トマシアンを抱き締める腕に力が入る。僕を護ってくれたその想いに見合うだけの支援を。僕の――出来る限りの力を、君にあげよう。愛しい僕の仲間たちの為に。

●プレイヤーより
 今回のプライベートリアクションについての、詳しいストーリー展開はもう1本のプライベートリアクション『宿命の力、集いしとき』をご覧下さい。このプライベートリアクションは『エラン』の2人の魔法使い、トマシアンとシンザークの「魔法発動に関する理論・思想」について着目して記しているものです。このプラリアと多少展開に差がありますが、そこはそれ、ま、許して下さいねっ。

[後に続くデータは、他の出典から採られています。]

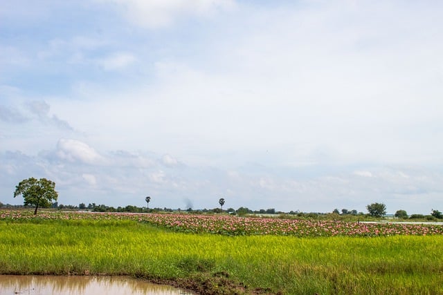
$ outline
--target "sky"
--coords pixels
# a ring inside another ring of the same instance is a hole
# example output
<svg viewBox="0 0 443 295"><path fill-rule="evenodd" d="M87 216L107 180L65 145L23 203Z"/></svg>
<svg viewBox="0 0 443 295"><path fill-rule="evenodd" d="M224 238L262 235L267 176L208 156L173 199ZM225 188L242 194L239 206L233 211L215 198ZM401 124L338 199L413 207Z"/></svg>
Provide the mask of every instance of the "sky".
<svg viewBox="0 0 443 295"><path fill-rule="evenodd" d="M443 2L6 0L0 202L443 210Z"/></svg>

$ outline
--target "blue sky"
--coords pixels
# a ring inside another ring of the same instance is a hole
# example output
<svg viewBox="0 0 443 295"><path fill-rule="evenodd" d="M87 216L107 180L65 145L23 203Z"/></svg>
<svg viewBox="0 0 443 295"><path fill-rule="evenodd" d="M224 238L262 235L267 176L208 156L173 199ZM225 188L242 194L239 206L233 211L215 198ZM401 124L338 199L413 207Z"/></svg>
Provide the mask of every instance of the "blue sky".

 しかし、マスターさんの作業は大変ですね。本当はもっと他のキャラクターさん達を出したかったんです。『エラン』の全員すら出てないぞ。でも、アラーム・レンさんは無承諾のまま出してしまった。もっと色んなキャラクターの描写とかもやりたかったのですが、全然できませんでした。それをあっさりやっていらっしゃる亜樹マスターや水沢マスターは尊敬に価します。いや、ホント。皆の我が儘を調停し、迷える冒険者達を導いて、何らかの結果はださなきゃならない。いゃ〜、大変ですねぇ。
 今回、調子にのってオフィシャルリアクションに出来るだけ形式を近づけてみました。これでお二方がのけ反っていただけると、それはそれで大満足だったりします。ふふふ。
 これを書いていて今回思ったのは「シンザーク……あんたってなんて怪しいキャラなんだ、オイ」という事でした。ガイアの民を地で行っているぞ!? 彼の周りは精霊で一杯なのか!? 全てが精霊の導きだというのか!? トマシアンは呆れているぞ!! という感じで。そんな彼の明日はどっちだ。(笑)
 では、本物の第6回(10月期)リアクションを、楽しみに楽しみに、待ってます。
 お体にはくれぐれもお気をつけて、楽しいリアクションを見せて下さいね。